Origine et histoire de l'Église Saint-Jean-Baptiste
L’église Saint-Jean-Baptiste de Montépilloy, située dans l’Oise (Hauts-de-France), est un édifice complexe issu de trois campagnes de construction distinctes. Les murs et fenêtres latérales des trois premières travées, de style gothique primitif, datent de la fin du XIIe siècle. Le portail occidental et les faisceaux de colonnettes intérieures, de style rayonnant tardif (1320–1340), témoignent d’une première transformation majeure. Les voûtes gothiques flamboyantes et les fenêtres élaborées de la dernière travée, ajoutées au début du XVIe siècle, achèvent son évolution architecturale.
Fondée avant 1189, la paroisse était initialement sous le patronage du chapitre Notre-Dame de Senlis, avant d’être cédée à l’abbaye d’Hérivaux vers 1209. Un prieuré bénédictin y fut établi, assurant le service paroissial jusqu’à la Révolution. L’église, dédiée à saint Jean-Baptiste, fut revoûtée à plusieurs reprises, avec des chapiteaux partiels et des frises sculptées subsistant comme vestiges des campagnes médiévales. Son mobilier inclut des fonts baptismaux du XIVe siècle, classés monument historique en 1912.
Le portail occidental, qualifié de « charmant » par les historiens, présente une double archivolte et des colonnettes finement ouvragées, comparables à ceux de la chapelle de Tillard (1342). À l’intérieur, les voûtes à clés sculptées (Agnus Dei, écussons) et les fenêtres à réseaux flamboyants créent une atmosphère élégante. L’édifice, inscrit aux monuments historiques en 1971, conserve un bon état général malgré la démolition de son clocher au XXe siècle. Aujourd’hui, l’église n’accueille plus d’offices réguliers mais reste ouverte au public le premier samedi de chaque mois.

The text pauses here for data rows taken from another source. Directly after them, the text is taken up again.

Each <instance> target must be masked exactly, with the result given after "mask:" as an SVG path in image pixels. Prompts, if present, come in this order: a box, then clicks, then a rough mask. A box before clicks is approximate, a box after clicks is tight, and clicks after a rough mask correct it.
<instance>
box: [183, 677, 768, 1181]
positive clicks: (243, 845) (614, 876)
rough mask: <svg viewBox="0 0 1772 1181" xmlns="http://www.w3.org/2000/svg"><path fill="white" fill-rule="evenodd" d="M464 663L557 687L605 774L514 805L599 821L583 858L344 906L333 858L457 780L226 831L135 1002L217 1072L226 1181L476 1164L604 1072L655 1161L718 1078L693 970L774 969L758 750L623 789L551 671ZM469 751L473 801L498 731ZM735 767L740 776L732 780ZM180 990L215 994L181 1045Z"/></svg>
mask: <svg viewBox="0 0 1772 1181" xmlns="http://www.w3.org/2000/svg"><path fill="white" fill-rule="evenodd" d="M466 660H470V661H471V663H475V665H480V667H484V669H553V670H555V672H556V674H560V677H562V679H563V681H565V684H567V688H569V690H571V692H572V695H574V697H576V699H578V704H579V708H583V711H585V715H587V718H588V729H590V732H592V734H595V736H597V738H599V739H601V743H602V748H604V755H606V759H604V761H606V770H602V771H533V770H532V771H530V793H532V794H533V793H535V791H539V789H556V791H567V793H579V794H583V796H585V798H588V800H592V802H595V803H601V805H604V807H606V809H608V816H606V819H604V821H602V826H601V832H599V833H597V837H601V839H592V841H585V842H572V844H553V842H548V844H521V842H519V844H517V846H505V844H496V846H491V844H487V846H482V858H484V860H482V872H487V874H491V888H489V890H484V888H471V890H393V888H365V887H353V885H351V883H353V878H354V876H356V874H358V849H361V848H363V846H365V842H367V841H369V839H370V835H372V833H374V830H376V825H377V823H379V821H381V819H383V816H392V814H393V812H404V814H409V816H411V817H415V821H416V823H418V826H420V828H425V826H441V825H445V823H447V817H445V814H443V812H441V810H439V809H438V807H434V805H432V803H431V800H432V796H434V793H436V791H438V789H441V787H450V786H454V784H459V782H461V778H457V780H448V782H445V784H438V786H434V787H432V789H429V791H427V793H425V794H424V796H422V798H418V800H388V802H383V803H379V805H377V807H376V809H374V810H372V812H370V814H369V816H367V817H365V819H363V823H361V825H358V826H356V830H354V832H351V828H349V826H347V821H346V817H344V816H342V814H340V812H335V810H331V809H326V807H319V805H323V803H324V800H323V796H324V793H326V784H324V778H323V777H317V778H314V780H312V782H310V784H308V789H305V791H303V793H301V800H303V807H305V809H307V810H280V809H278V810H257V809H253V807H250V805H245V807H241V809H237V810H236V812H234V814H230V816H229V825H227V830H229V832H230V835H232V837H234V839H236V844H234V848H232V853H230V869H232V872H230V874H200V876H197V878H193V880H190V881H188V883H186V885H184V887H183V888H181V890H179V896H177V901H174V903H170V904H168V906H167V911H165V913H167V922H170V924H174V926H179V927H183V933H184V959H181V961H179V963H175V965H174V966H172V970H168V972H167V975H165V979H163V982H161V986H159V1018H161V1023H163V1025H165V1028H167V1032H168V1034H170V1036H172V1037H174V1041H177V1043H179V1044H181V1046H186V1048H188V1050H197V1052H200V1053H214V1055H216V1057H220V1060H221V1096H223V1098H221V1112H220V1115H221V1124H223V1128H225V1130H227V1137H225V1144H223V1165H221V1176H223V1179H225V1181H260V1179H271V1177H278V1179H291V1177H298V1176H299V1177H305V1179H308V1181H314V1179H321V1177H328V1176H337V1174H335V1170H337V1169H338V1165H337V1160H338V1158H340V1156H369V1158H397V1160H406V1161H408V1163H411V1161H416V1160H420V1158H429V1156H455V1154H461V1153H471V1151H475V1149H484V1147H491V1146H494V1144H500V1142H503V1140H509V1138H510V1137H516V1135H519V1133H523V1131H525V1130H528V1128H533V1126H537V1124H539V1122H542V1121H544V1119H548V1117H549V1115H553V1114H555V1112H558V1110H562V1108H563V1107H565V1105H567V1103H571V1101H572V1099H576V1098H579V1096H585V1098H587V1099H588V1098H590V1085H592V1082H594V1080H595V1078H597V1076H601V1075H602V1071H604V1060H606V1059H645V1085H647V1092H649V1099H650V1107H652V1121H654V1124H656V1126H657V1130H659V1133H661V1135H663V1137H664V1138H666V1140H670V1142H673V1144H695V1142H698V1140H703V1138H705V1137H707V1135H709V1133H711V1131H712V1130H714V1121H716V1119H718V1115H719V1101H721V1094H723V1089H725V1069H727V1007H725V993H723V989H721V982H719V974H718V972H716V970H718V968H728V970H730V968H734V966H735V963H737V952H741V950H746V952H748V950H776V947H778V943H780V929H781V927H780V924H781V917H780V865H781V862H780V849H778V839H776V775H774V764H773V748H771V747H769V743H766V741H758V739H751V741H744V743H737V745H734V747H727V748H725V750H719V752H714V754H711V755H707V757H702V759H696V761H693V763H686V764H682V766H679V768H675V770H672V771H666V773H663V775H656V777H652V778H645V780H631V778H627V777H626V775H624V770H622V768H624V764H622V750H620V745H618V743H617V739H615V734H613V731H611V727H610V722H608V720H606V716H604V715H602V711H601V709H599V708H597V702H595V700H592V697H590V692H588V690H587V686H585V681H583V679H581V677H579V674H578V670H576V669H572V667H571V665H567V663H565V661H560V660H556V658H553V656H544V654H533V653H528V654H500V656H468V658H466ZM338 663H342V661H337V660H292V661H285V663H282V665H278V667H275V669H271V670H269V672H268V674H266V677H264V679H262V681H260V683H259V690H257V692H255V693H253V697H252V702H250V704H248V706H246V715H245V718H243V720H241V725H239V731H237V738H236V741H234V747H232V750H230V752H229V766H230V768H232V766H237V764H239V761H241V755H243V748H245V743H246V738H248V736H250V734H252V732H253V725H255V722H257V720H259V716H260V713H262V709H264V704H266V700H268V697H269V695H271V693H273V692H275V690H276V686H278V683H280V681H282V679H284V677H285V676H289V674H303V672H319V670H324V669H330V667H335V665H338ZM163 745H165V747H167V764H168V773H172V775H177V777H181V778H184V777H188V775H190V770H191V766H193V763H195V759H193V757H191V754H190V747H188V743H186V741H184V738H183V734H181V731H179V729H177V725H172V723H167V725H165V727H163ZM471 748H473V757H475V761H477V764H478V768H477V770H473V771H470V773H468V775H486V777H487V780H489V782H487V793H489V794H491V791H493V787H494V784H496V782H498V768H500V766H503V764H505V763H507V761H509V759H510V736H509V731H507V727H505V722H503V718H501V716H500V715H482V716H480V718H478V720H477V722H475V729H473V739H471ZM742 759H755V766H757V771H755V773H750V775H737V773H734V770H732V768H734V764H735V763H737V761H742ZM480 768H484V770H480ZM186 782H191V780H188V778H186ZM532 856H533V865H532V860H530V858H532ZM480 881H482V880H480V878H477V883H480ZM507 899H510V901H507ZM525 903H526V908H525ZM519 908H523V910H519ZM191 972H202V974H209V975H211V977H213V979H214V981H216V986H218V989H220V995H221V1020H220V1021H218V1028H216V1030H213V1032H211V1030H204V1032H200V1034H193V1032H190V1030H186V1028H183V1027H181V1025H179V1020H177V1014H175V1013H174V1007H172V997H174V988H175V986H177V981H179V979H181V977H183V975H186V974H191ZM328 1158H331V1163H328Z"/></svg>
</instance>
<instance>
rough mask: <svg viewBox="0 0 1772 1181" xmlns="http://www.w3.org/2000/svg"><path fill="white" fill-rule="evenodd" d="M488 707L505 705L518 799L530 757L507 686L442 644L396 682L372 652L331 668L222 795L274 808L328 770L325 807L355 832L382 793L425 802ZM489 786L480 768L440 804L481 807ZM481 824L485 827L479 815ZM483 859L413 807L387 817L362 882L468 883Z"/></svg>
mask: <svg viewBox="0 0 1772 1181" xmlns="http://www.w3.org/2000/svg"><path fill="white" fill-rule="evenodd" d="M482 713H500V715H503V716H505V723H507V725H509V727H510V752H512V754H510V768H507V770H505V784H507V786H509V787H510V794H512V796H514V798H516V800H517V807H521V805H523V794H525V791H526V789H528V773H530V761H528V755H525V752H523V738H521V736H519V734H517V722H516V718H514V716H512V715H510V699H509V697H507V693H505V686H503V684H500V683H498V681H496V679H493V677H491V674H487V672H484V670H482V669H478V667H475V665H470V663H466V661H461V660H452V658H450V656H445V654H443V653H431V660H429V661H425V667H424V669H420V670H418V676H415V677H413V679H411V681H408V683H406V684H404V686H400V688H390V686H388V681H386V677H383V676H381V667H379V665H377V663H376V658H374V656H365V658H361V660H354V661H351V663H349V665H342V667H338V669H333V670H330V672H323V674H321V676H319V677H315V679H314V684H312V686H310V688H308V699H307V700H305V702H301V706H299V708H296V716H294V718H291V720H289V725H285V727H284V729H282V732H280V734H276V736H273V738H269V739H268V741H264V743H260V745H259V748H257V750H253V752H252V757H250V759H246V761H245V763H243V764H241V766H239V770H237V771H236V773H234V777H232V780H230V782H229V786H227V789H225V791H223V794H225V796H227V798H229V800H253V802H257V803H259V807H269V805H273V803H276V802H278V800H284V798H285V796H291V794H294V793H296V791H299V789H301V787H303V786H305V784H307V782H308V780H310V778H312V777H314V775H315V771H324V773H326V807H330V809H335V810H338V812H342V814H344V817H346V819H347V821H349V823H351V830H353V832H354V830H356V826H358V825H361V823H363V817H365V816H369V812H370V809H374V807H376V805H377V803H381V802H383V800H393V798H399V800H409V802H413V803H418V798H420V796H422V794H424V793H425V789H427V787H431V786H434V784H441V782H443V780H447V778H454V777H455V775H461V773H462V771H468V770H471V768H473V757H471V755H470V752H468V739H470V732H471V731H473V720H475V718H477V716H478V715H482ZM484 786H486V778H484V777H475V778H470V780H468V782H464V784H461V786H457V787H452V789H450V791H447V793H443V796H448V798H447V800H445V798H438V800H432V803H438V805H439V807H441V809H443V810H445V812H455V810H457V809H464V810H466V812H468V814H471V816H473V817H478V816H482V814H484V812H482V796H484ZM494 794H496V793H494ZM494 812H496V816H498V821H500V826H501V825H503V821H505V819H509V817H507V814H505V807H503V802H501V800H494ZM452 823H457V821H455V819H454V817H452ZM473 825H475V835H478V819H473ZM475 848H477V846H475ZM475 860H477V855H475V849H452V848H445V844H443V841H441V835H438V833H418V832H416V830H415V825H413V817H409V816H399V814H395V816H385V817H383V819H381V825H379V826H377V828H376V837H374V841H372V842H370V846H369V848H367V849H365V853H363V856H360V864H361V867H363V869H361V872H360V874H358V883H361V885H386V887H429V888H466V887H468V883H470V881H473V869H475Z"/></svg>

La structure extérieure, marquée par des contreforts massifs et une corniche rare dans la région, reflète les influences bourguignonnes. Les vitraux Renaissance, partiellement conservés, et les piscines liturgiques des troisième et quatrième travées soulignent son usage paroissial historique. Le sol, pavé de dalles funéraires médiévales, rappelle son rôle central dans la vie communautaire depuis le Moyen Âge.
Sous la Révolution, la paroisse fut rattachée au diocèse de Beauvais, puis à celui d’Amiens (1801–1822), avant de rejoindre la grande paroisse Saint-Rieul de Senlis en 1996. Le dernier prêtre résident, le père Jean Gégot, y célébra des messes jusqu’à sa mort en 2019, marquant la fin des offices réguliers. L’église, propriété communale, reste un témoignage architectural majeur de l’évolution des styles gothiques en Picardie.
Les sources historiques, dont les travaux de Pierre-Jean Trombetta et Dominique Vermand, soulignent son originalité : absence de tourelle d’escalier, accès aux combles par une trappe, et mélange unique de styles. Les comparaisons avec des édifices comme la chapelle de Tillard ou Notre-Dame de Paris (clôture du chœur, 1318) précisent sa datation et son ancrage dans l’art religieux médiéval.